VAN-GOGH-EN-CH

Estaba yo en una exposición de arte en un edificio en construcción, o en proceso de derribo, no estoy seguro. Es algo que está muy de moda, meter arte en sitios como industriales en ruinas. Pasé mucho miedo con tanto cartel de “peligro riesgo eléctrico” y con tanta mesa flotante de alto impacto. Había algunas esculturas que nunca supe si eran cosas que se habían desprendido del techo o si se le habían olvidado a los obreros. Todo muy ambiguo, muy no sé. En estas que vino una nube de polvo, que cegó a los presentes. Me limpio los ojos y, con la mirada borrosa, veo a un señor muy atormentado viendo un cuadro de Samy Benmayor. ¡La reputa! ¡Es Vincent Van Gogh! Le sigo, como el sonámbulo que camina en la dirección que sigue en sus sueños, y le veo intentando hablar con un coleccionista de apellido holandés. No se entienden: el marchante de holandés sólo tiene el apellido. Van Gogh sufre. Va por la zona Focus y le empieza a caer lluvia sobre la cabeza, blanqueada por el polvo que se va convirtiendo al contacto del agua en un barro post-industrial. Se pone a llorar delante de una pantalla apagada.

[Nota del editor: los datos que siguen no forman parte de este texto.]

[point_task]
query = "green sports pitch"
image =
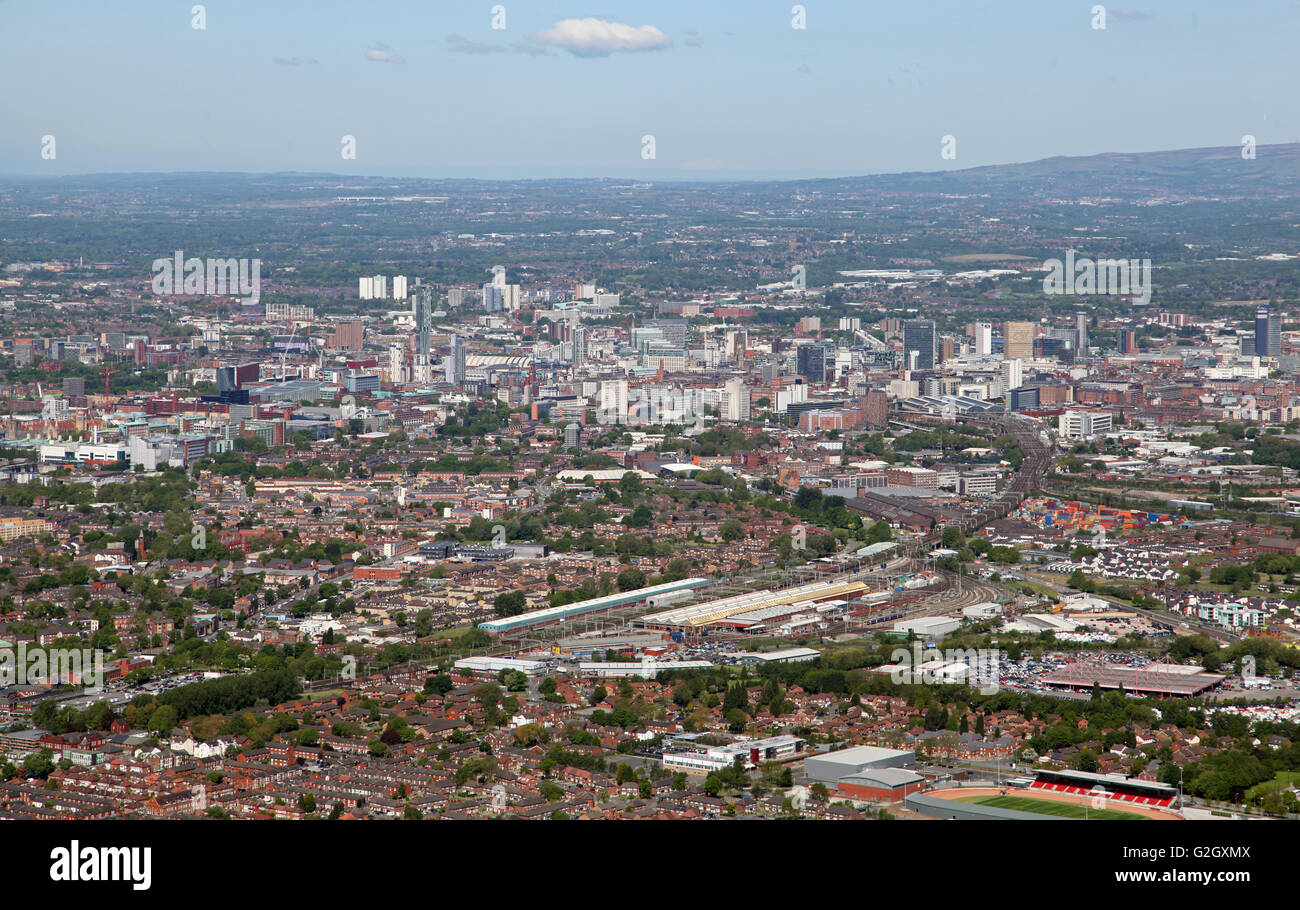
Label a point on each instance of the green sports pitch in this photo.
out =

Bajo las escaleras huyendo de la escena, y paso al lado de algo que me llama la atención. ¡Es la habitación de Van Gogh! Ya entiendo de dónde salió la alucinación de ver al pintor por Ch.ACO. Es decir, el cuadro “El Dormitorio en Arlés”, ¡pero en tres dimensiones! Gentileza de “Las Condes Design”. En esa precaria pieza el pintor vivió quince meses, durante los cuales realizó unas doscientas obras, cuya puerta roída daba a un maltrecho cuarto de invitados, en el que estuvo Paul Gauguin, con quien mantuvo una relación de amistad-odio. Esa cama mugrienta, en la que resistió la enfermedad y la duda. Ese cuchitril que quiso homenajear con colores vibrantes, con los que “había querido expresar un reposo absoluto mediante todos estos tonos diversos”, según describió a su hermano Théo en una carta. En ese agujero Van Gogh concibió su utopía de crear una comuna de artistas creando en la naturaleza. Y ahora ese dormitorio está ahí, en una feria de arte en Las Condes, recreada para ser fondo de fotografías de los visitantes, invitándolos a, según un texto de la empresa, “sentir la emoción que tuvo el artista” cuando creó el cuadro.

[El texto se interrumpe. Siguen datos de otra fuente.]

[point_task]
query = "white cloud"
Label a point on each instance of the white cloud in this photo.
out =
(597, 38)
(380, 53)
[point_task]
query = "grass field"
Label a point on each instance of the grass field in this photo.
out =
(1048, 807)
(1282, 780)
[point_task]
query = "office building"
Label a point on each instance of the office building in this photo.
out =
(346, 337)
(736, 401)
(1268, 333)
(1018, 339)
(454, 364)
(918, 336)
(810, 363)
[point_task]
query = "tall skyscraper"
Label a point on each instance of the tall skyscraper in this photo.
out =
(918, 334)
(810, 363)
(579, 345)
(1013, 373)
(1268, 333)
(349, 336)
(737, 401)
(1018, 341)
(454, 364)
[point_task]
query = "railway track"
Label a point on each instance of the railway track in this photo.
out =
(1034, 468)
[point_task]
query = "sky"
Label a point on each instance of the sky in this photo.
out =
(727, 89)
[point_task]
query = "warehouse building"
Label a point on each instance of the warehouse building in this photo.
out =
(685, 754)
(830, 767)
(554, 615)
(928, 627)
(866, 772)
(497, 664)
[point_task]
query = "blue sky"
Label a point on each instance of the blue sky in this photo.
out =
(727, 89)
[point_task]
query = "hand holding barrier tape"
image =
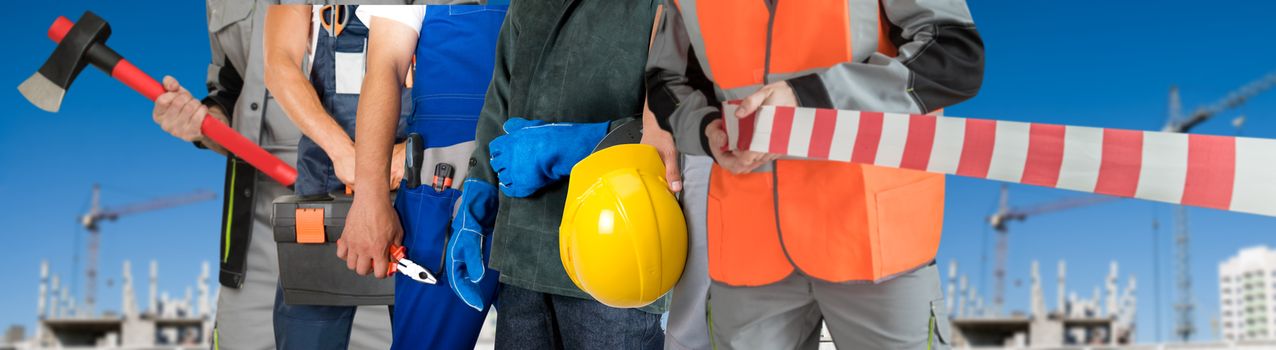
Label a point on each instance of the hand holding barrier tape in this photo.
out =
(86, 45)
(1224, 173)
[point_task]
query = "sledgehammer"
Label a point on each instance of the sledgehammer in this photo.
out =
(84, 42)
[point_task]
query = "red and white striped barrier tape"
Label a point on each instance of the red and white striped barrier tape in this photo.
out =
(1225, 173)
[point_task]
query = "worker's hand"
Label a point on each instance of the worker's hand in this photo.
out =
(730, 160)
(397, 164)
(371, 226)
(664, 143)
(178, 111)
(777, 93)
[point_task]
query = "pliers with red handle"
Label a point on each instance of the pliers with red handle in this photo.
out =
(398, 253)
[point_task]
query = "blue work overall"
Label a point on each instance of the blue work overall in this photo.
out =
(454, 59)
(336, 74)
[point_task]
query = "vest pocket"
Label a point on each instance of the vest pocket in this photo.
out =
(909, 225)
(744, 247)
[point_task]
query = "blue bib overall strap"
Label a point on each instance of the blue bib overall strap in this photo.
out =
(454, 59)
(336, 73)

Vincent Van Gogh comenzó trabajando en una galería de arte. Le despidieron por su falta de compromiso con las ventas. Vincent le dijo a su hermano: “el comercio de arte era una farsa”. Se refugió en la religión, para luego regresar a la pintura con un estilo personal y alejado del circuito profesional y de la academia, de los salones, y, obviamente, del circuito galerístico. Vivió en ese tugurio en Arlés, y tan orgulloso estaba, que lo retrató varias veces. Qué dirían los burgueses que en esa época, y a partir de entonces, en todas, dominaban el mundo del arte.

Y ahora, en Chile, en el 2016, aparece la estancia en una feria de arte de Las Condes, patrocinado por un centro comercial. Vemos a la burguesía y a los supuestos pintores malditos locales (¿cómo serán sus habitaciones?) posando en “El dormitorio de Arlés”. Y mientras en la Fundación Vincent Van Gogh, en Arlés, se expone el trabajo de Urs Fischer, aquí, en la recreación, en el país de las recreaciones, hay un asalariado vestido de traje atendiendo la propuesta de “Las Condes Design”, cuya labor no es explicar la obra de Van Gogh y sus implicancias, sino tomar fotografías para mandarlas por mail a los visitantes.

“El dormitorio de Arlés” fue uno de los pocos cuadros con los que Van Gogh estuvo realmente satisfecho. Esperaba que quien mirara su obra obtuviera “descanso al cerebro, o mejor, a la imaginación”. Las dos últimas frases del texto que aparece en la feria: “Si Van Gogh viviera este año, probablemente así sería su habitación. Bienvenidos a la Habitación de Van Gogh EN VIVO!”.